[spectre] // The State of Art //

Josephine Bosma jesis at xs4all.nl
Fri Aug 5 10:09:58 CEST 2011


Unfortunately I do not have the time to go into debate about most of  
the presumptions and insinuations in Julian Oliver's text. Let me  
just say it seems written from prejudice rather than knowledge.  
Prejudice about how funding bodies work, for example. To simply call  
them 'the state' or 'the government' is utterly simplistic. There are  
two statements in this article I want to take out in particular.  
There is NO basis for these at all.

> The Netherlands, Britain and most of Scandinavia especially are
> countries with a strong history of state support for the arts;  
> development of a
> work of new media in these countries in particular often comes with an
> expectation of state support.

This is nonsense. Surely you will find artists working this way, but  
for every single one of them you will find at least three or four  
that don't.

> In June 2011 Zijlstra, the Dutch minister for culture, announced a  
> 200 million
> Euro cut to infrastructural funding in the arts sector. It may be  
> the death
> knell for a great many organizations and initiatives throughout the
> Netherlands, some of which are considered to be canonical to the  
> international
> media-arts scene (V2_, Sonic Acts, Mediamatic, NIMK, STEIM, to name  
> a few).
>
> Many organizations under the axe where born directly out of arts  
> funding and
> have benefited from persistent support from the Dutch state since  
> their
> inception.

V2 was born from a squatters/artists initiative, and worked as such  
for many years before it got regular funding. Similar stories for  
Mediamatic and NIMk.

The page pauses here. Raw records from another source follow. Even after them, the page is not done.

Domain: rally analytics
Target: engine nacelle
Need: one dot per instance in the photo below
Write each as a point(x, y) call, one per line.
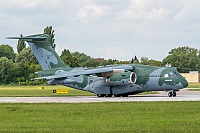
point(60, 81)
point(121, 78)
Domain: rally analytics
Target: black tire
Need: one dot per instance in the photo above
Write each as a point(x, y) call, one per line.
point(174, 94)
point(170, 94)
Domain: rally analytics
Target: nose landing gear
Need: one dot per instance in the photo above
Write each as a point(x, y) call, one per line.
point(172, 94)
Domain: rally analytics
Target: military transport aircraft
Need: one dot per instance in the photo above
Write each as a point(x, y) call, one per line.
point(118, 80)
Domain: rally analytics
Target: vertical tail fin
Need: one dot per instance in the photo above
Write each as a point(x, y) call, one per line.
point(43, 51)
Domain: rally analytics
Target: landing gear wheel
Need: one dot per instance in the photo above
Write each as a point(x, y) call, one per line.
point(174, 94)
point(170, 94)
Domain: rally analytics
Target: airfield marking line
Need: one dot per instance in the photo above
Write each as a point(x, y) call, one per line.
point(183, 95)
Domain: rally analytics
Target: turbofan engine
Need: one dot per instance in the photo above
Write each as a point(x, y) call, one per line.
point(121, 78)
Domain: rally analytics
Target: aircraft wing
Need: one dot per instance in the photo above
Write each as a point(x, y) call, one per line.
point(77, 73)
point(101, 70)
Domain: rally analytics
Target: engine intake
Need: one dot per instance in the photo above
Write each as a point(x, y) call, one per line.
point(121, 78)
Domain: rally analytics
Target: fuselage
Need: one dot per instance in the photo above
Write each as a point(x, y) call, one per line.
point(148, 78)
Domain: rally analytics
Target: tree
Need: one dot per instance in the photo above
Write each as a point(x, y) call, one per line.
point(183, 57)
point(135, 60)
point(144, 61)
point(49, 30)
point(154, 63)
point(21, 44)
point(7, 51)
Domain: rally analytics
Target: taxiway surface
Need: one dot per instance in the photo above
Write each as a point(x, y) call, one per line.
point(183, 95)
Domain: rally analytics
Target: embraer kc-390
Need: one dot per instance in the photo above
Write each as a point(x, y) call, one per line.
point(118, 80)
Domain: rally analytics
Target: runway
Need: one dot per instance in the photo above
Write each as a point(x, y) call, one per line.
point(183, 95)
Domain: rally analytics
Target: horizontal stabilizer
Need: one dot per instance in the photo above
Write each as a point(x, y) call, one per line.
point(29, 38)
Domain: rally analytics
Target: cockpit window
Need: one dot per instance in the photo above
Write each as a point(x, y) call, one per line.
point(176, 73)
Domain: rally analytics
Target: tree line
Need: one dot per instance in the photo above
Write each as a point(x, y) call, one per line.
point(18, 68)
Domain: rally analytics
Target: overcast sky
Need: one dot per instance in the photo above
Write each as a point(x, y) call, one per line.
point(116, 29)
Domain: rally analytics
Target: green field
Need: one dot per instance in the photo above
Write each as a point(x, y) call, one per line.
point(155, 117)
point(25, 91)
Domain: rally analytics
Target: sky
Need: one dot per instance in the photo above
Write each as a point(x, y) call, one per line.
point(110, 29)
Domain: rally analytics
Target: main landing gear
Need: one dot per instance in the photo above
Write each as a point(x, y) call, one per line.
point(172, 94)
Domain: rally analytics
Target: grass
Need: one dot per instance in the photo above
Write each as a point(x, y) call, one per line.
point(25, 91)
point(131, 117)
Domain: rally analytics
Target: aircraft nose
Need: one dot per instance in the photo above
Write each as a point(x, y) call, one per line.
point(185, 83)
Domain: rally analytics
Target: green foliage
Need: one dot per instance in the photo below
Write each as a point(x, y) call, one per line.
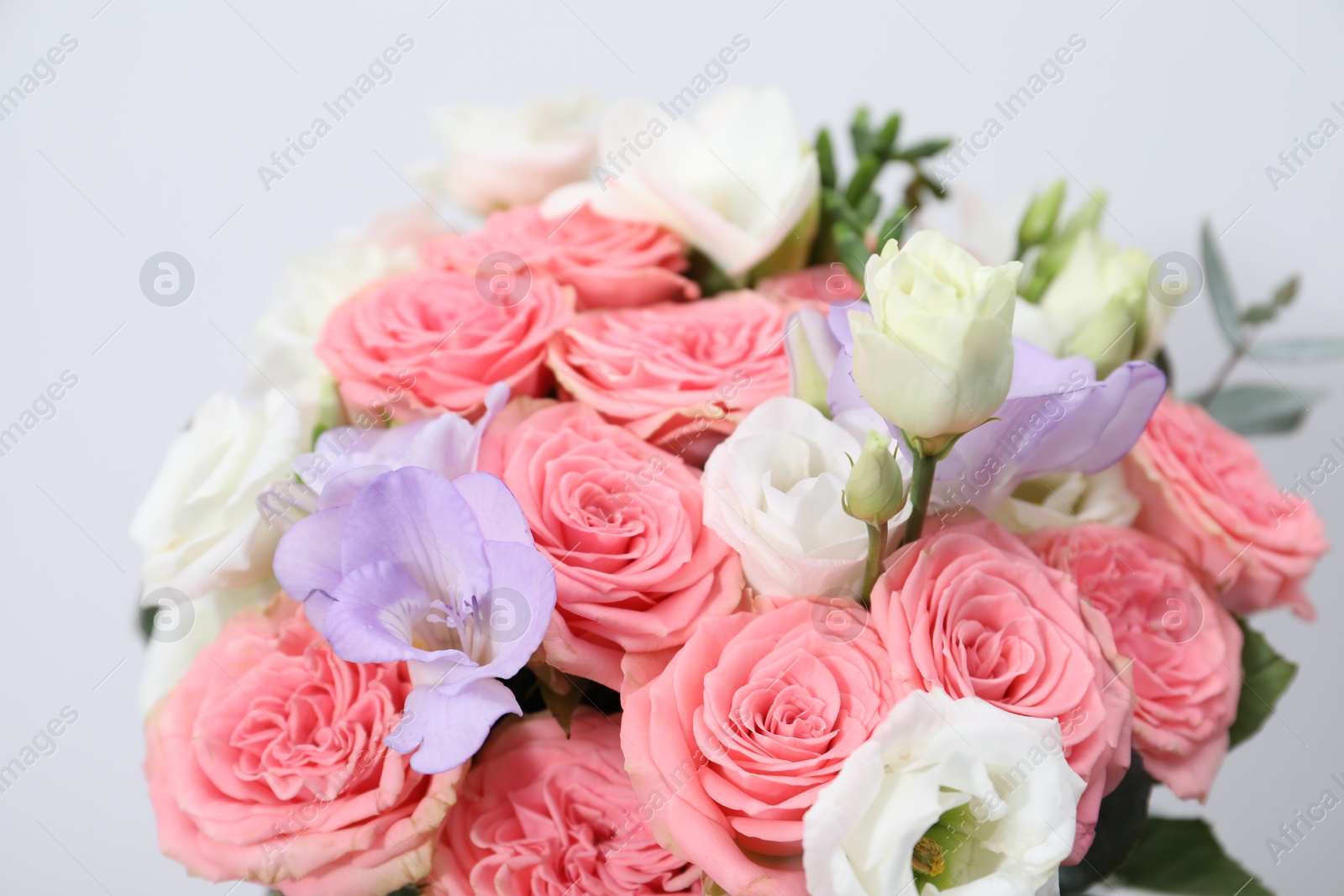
point(848, 211)
point(1120, 824)
point(1265, 678)
point(1182, 856)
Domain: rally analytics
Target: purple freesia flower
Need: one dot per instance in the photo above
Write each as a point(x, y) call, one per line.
point(410, 555)
point(1057, 417)
point(440, 574)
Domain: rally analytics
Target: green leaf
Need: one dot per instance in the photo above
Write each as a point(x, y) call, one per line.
point(1260, 313)
point(851, 249)
point(885, 143)
point(862, 181)
point(826, 159)
point(1285, 295)
point(869, 207)
point(147, 621)
point(859, 134)
point(1265, 678)
point(1182, 856)
point(1220, 286)
point(893, 228)
point(1300, 349)
point(1261, 409)
point(924, 149)
point(1120, 824)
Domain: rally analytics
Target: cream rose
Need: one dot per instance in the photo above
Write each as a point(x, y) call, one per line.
point(974, 799)
point(936, 355)
point(199, 524)
point(734, 176)
point(501, 157)
point(772, 490)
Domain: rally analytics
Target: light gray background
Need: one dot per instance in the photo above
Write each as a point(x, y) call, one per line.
point(150, 140)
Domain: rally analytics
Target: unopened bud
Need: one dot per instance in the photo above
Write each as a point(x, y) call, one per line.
point(875, 490)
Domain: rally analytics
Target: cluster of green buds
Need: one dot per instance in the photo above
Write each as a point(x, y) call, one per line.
point(848, 231)
point(1093, 297)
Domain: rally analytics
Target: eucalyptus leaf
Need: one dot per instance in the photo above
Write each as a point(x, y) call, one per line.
point(885, 144)
point(1307, 348)
point(851, 249)
point(1285, 295)
point(1182, 856)
point(1260, 409)
point(859, 132)
point(862, 181)
point(826, 159)
point(1260, 313)
point(922, 149)
point(1221, 288)
point(1265, 678)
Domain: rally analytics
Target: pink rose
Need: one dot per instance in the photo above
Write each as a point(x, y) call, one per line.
point(732, 741)
point(1205, 490)
point(678, 375)
point(266, 763)
point(972, 610)
point(542, 815)
point(1186, 649)
point(622, 521)
point(609, 262)
point(429, 342)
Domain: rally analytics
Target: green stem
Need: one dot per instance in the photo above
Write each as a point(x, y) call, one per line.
point(877, 550)
point(921, 486)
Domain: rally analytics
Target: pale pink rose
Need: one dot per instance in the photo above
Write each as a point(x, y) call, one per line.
point(1205, 490)
point(432, 342)
point(737, 736)
point(819, 286)
point(266, 763)
point(972, 610)
point(542, 815)
point(1186, 651)
point(609, 262)
point(678, 375)
point(622, 521)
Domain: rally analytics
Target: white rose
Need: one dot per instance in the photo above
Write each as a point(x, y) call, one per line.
point(732, 176)
point(983, 793)
point(936, 355)
point(199, 524)
point(171, 653)
point(499, 156)
point(1099, 305)
point(772, 490)
point(1059, 500)
point(311, 288)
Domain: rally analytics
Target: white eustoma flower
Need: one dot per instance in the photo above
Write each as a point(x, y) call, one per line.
point(171, 653)
point(1059, 500)
point(772, 490)
point(936, 355)
point(315, 285)
point(501, 156)
point(953, 786)
point(1097, 305)
point(732, 176)
point(199, 524)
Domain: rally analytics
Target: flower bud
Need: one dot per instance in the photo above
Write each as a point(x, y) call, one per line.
point(1038, 224)
point(875, 490)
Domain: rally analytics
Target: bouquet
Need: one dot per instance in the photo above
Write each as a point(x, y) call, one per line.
point(698, 524)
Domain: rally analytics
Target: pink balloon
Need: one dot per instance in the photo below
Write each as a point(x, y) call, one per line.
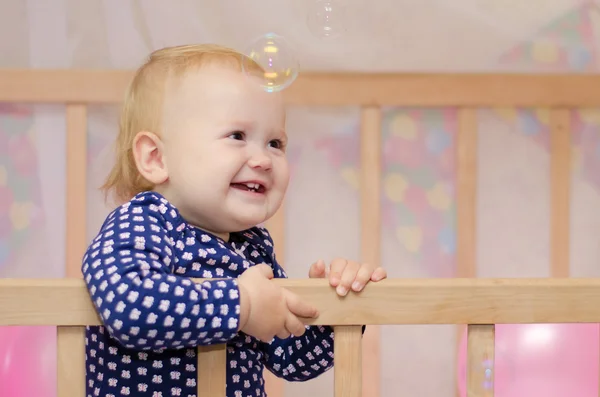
point(550, 360)
point(28, 361)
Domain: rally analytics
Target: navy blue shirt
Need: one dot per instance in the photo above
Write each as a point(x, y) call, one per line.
point(138, 271)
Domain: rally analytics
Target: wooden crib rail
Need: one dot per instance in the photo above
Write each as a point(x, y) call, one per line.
point(480, 303)
point(90, 87)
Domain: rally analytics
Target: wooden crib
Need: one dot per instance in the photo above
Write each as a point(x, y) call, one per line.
point(465, 300)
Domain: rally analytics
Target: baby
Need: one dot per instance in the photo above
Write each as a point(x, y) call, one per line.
point(200, 163)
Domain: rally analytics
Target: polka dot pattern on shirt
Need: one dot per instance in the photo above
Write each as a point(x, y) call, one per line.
point(137, 271)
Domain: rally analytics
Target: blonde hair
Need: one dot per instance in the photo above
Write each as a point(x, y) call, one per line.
point(141, 109)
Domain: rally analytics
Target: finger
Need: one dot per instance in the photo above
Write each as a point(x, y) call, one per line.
point(335, 271)
point(348, 277)
point(266, 338)
point(265, 270)
point(317, 269)
point(362, 277)
point(379, 274)
point(299, 307)
point(294, 326)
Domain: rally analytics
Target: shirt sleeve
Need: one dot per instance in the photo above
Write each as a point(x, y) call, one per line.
point(142, 304)
point(302, 358)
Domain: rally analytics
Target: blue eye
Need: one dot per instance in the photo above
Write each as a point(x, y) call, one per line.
point(238, 135)
point(276, 143)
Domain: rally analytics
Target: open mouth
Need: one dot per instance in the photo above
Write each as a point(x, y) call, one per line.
point(249, 186)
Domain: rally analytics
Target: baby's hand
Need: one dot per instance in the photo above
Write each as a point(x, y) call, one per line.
point(346, 275)
point(267, 310)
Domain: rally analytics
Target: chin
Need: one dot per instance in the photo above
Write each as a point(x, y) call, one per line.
point(247, 222)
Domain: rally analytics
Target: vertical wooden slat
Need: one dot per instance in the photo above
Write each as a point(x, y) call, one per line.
point(274, 387)
point(370, 237)
point(480, 360)
point(212, 370)
point(70, 361)
point(466, 200)
point(76, 188)
point(348, 361)
point(560, 191)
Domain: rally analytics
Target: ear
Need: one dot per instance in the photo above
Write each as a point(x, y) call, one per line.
point(149, 157)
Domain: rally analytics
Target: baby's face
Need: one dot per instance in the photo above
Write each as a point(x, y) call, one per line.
point(224, 143)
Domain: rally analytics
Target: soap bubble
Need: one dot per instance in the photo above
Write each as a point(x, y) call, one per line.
point(273, 53)
point(325, 18)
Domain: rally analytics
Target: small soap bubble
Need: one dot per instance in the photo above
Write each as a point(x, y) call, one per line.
point(273, 53)
point(326, 18)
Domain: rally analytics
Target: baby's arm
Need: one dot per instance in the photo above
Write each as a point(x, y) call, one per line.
point(298, 359)
point(142, 304)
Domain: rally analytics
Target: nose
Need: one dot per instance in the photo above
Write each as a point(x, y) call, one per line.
point(259, 159)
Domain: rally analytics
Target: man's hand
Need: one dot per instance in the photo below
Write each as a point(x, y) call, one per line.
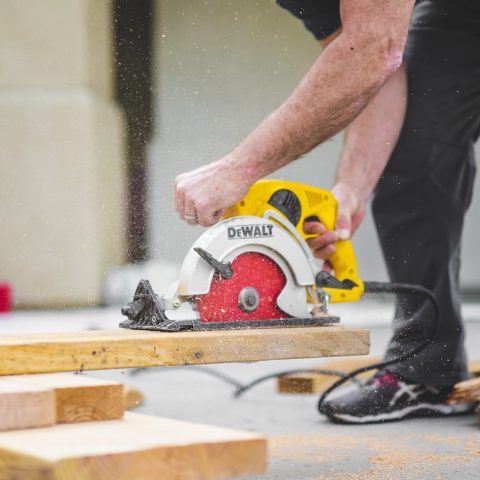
point(202, 195)
point(350, 213)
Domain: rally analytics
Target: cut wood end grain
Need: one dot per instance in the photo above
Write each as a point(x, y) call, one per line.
point(25, 406)
point(77, 398)
point(465, 392)
point(138, 447)
point(308, 383)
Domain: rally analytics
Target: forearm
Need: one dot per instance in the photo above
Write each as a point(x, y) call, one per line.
point(335, 90)
point(371, 138)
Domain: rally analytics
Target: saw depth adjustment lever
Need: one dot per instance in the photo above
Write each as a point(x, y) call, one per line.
point(223, 269)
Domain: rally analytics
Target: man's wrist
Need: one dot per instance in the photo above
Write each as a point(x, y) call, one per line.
point(242, 169)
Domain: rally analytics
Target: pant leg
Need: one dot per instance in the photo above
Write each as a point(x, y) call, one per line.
point(422, 197)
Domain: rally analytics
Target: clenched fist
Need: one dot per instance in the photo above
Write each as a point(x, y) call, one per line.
point(203, 194)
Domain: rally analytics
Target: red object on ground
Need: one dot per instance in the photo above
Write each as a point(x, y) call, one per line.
point(252, 270)
point(5, 297)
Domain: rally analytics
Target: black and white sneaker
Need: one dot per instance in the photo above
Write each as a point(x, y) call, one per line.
point(387, 398)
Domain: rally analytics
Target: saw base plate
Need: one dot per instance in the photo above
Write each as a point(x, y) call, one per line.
point(196, 325)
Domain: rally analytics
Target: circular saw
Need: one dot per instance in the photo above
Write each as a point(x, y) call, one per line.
point(254, 269)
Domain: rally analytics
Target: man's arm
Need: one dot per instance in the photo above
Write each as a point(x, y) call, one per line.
point(335, 90)
point(369, 142)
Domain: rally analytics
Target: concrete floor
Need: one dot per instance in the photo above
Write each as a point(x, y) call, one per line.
point(302, 444)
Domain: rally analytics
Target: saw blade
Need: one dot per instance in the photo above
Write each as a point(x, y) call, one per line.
point(250, 294)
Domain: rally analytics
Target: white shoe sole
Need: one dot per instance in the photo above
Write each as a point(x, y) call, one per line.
point(422, 409)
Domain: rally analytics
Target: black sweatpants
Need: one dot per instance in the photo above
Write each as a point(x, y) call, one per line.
point(421, 200)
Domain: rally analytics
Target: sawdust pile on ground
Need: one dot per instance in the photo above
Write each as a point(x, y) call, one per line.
point(413, 456)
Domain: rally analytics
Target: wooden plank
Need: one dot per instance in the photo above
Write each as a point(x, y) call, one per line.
point(137, 447)
point(23, 406)
point(79, 398)
point(96, 350)
point(308, 383)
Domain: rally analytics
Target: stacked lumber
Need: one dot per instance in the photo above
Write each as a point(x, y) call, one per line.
point(70, 427)
point(136, 447)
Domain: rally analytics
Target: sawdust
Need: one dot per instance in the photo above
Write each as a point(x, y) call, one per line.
point(386, 458)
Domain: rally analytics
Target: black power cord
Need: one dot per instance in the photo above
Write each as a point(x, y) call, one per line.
point(374, 288)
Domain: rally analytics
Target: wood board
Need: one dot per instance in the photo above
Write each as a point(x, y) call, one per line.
point(79, 398)
point(104, 349)
point(25, 406)
point(137, 447)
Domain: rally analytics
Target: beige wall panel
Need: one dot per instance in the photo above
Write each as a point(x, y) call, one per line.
point(55, 43)
point(62, 187)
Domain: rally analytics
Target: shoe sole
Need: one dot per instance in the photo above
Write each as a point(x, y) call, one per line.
point(420, 410)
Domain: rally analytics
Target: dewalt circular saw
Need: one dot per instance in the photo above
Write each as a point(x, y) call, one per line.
point(254, 269)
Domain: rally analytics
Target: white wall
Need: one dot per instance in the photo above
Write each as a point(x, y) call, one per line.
point(222, 66)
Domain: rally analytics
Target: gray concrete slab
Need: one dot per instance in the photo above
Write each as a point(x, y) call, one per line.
point(303, 445)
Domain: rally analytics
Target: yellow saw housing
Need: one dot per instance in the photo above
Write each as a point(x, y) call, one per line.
point(296, 203)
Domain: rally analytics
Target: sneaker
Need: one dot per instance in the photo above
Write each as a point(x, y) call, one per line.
point(387, 398)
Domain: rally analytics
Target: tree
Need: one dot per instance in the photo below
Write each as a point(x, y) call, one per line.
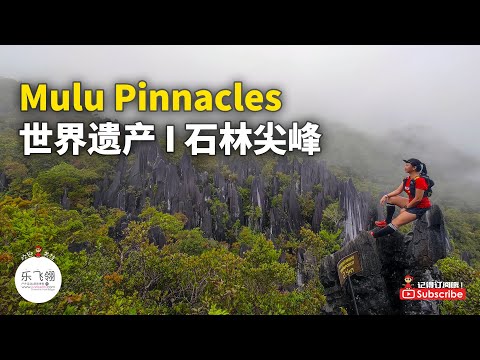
point(78, 183)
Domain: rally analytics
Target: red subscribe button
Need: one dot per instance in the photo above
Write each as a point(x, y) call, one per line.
point(433, 294)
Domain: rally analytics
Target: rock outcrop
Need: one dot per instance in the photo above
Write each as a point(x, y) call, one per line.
point(385, 262)
point(147, 173)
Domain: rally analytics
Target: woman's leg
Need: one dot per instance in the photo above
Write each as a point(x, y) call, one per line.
point(400, 201)
point(402, 219)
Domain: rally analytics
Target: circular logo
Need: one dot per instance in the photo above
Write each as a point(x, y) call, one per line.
point(38, 279)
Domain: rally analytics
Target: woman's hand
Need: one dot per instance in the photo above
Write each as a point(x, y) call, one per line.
point(383, 199)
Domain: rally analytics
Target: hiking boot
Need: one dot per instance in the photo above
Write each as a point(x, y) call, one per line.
point(382, 223)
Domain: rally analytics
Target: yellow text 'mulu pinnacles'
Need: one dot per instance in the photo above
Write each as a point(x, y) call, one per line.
point(202, 100)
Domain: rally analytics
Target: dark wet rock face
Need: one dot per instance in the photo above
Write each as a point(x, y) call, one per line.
point(385, 262)
point(147, 173)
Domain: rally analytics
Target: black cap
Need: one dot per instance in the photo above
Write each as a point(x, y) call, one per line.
point(414, 162)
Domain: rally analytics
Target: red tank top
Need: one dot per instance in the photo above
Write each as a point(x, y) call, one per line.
point(420, 183)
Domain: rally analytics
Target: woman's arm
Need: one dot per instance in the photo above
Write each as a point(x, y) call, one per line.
point(395, 192)
point(418, 197)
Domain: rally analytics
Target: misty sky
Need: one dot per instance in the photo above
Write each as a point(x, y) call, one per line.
point(386, 88)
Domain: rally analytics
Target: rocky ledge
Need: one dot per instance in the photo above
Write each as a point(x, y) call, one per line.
point(385, 262)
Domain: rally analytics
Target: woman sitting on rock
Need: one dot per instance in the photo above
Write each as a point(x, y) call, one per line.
point(417, 186)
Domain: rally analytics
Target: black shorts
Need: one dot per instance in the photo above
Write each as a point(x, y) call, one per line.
point(418, 211)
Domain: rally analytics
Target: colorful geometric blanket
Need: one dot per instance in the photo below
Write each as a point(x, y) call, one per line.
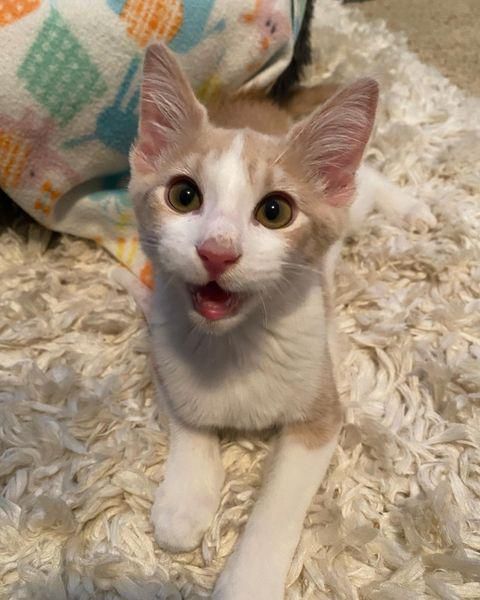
point(69, 92)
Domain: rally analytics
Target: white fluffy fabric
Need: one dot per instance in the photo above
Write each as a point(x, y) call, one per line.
point(82, 446)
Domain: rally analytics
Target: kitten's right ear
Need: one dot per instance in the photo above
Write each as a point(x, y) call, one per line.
point(168, 108)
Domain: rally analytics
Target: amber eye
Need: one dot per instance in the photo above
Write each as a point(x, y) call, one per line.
point(274, 211)
point(184, 196)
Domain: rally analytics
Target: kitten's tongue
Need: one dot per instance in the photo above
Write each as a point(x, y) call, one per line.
point(212, 302)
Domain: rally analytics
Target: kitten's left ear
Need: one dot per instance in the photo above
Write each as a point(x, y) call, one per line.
point(331, 142)
point(168, 108)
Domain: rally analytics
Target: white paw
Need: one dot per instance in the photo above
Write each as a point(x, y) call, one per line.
point(249, 581)
point(181, 519)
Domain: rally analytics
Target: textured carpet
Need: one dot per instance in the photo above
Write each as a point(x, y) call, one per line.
point(398, 516)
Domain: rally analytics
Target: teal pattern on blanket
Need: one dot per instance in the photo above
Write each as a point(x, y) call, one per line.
point(69, 100)
point(116, 125)
point(58, 71)
point(194, 22)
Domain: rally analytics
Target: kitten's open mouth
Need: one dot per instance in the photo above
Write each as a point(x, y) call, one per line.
point(213, 302)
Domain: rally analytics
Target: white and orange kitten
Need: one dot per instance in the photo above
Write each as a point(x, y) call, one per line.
point(242, 213)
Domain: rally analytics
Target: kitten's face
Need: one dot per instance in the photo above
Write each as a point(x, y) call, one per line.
point(232, 225)
point(233, 219)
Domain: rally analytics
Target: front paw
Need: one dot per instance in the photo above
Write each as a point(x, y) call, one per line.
point(180, 520)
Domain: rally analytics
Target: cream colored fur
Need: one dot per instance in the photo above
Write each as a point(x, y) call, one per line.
point(396, 517)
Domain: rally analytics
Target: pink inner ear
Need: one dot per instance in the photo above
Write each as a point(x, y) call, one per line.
point(168, 107)
point(334, 138)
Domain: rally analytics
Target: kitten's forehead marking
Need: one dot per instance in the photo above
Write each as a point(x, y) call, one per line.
point(226, 174)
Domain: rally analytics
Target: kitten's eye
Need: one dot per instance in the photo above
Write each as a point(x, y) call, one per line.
point(274, 211)
point(184, 196)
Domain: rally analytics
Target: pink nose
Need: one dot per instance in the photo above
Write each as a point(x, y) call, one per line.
point(215, 257)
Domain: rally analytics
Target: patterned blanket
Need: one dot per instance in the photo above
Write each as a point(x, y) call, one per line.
point(70, 87)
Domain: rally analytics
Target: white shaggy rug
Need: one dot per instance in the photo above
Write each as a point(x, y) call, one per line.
point(399, 515)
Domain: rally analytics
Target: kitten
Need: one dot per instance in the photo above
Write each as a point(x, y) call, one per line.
point(242, 213)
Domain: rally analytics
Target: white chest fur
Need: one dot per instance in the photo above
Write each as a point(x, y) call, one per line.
point(260, 375)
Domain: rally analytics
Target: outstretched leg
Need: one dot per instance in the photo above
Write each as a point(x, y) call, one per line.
point(259, 566)
point(187, 499)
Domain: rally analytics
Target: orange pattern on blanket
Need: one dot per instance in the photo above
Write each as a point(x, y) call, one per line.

I am less familiar with the histories of Steim  
and Sonic Acts, but I am pretty sure these were also started from  
artists enthusiastically setting up something that became important,  
interesting and influential enough to get funding at some point.


> Meanwhile the tax-payer's conscious or unconscious
> investment in these fields (resulting in projects and vast,  
> specialist bodies
> of knowledge) will likely go unarchived, even lost altogether; a  
> shell of
> documentation on websites alone.

???


It is good to talk about new economic models, but to talk about them  
while kicking colleagues is not a good idea.